BigInteger Log Issue on large numbers

The code below takes a BigInteger n and finds a number less than n that is also a power of 2. It works fine with small numbers but the first branch of the if statement does not work for int.MaxValue and above. Apparently subtracting 1 (BigInteger.Log(n - 1)) is not enough for larger numbers.

How can I calculate a number to subtract that is large enough to make a difference and yet work on smaller numbers too?

public BigInteger FindNearestPowerOfTwo (BigInteger n)
{
    double number = 0;
    BigInteger big = 0;

    if (n.IsPowerOfTwo)
    {
        number = BigInteger.Log(n - 1) / BigInteger.Log(2);
    }
    else
    {
        number = BigInteger.Log(n) / BigInteger.Log(2);
    }

    number = Math.Floor(number);

    big = BigInteger.Pow(2, (int) number);

    return (big);
}

Upvotes: 3

Views: 657

Answers (3)

Juan Lopes
Juan Lopes

Reputation: 10575

Or the lazy man's version:

public static BigInteger FindNearestPowerOfTwo(BigInteger number) {
    bool isPower = number.IsPowerOfTwo;
    int count = 0;
    while(!number.IsZero) {
        Console.WriteLine(number);
        number = number >> 1;
        count ++ ;
    }
    return BigInteger.Pow(2, count - (isPower ? 2: 1));
}

Upvotes: 1

Keith Randall
Keith Randall

Reputation: 23265

You can use ToByteArray to get an explicit representation, then clear all bits but the highest one.

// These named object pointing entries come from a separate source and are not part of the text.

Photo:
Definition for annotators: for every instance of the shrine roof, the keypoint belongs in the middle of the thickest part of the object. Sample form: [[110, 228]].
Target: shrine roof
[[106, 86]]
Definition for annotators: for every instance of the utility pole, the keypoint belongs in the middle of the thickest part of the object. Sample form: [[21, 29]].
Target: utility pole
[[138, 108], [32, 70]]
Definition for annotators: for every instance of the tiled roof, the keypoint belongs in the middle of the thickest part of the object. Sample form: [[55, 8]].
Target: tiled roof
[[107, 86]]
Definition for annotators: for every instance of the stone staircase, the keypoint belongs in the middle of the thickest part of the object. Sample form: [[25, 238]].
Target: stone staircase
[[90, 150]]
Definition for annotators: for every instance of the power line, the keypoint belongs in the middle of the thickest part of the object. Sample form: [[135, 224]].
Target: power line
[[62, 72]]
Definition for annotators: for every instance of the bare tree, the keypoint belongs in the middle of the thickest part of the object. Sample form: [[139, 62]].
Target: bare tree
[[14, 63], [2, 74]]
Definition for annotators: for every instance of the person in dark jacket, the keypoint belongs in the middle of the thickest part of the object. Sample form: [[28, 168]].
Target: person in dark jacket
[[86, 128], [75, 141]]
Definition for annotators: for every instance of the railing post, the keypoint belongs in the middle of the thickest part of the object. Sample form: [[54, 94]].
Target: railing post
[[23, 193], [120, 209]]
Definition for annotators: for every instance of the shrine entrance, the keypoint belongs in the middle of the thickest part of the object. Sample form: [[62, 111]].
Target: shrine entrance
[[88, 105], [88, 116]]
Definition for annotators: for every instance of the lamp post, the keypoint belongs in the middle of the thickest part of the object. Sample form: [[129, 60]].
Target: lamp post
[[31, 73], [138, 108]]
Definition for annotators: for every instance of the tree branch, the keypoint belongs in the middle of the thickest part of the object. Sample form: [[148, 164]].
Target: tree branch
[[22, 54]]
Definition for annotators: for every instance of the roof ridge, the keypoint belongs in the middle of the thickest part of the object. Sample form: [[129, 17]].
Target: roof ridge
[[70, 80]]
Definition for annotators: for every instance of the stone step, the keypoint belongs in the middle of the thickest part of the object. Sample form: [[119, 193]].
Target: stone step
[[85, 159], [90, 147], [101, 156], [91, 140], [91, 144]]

public BigInteger FindNearestPowerOfTwo (BigInteger n) {
    Byte[] a = n.ToByteArray();
    int len = a.Length;
    if (a[len - 1] == 0) len--; // leading zero to maintain sign
    for (int i = 0; i < len - 1; i++) a[i] = 0;
    int x = a[len - 1] & 255;
    int y = 1;
    while (x > 1) {
      x >>= 1;
      y <<= 1;
    }
    a[len - 1] = y;
    return new BigInteger(a);
}

Upvotes: 2

Daniel Fischer
Daniel Fischer

Reputation: 183968

In the if branch, you can subtract something from the quotient,

number = BigInteger.Log(n)/BigInteger.Log(2) - 0.9;

for example (I'd be careful with subtracting 1.0 there since BigInteger.Log(x) isn't exact, the quotient could be a little too small, then subtracting 1.0 would give you the wrong power of 2). That works also for pretty large numbers (but a double has only 53 bits of precision, so for numbers larger than 2^(2^54) that is guaranteed to fail - however, that's a lot more memory than currently available).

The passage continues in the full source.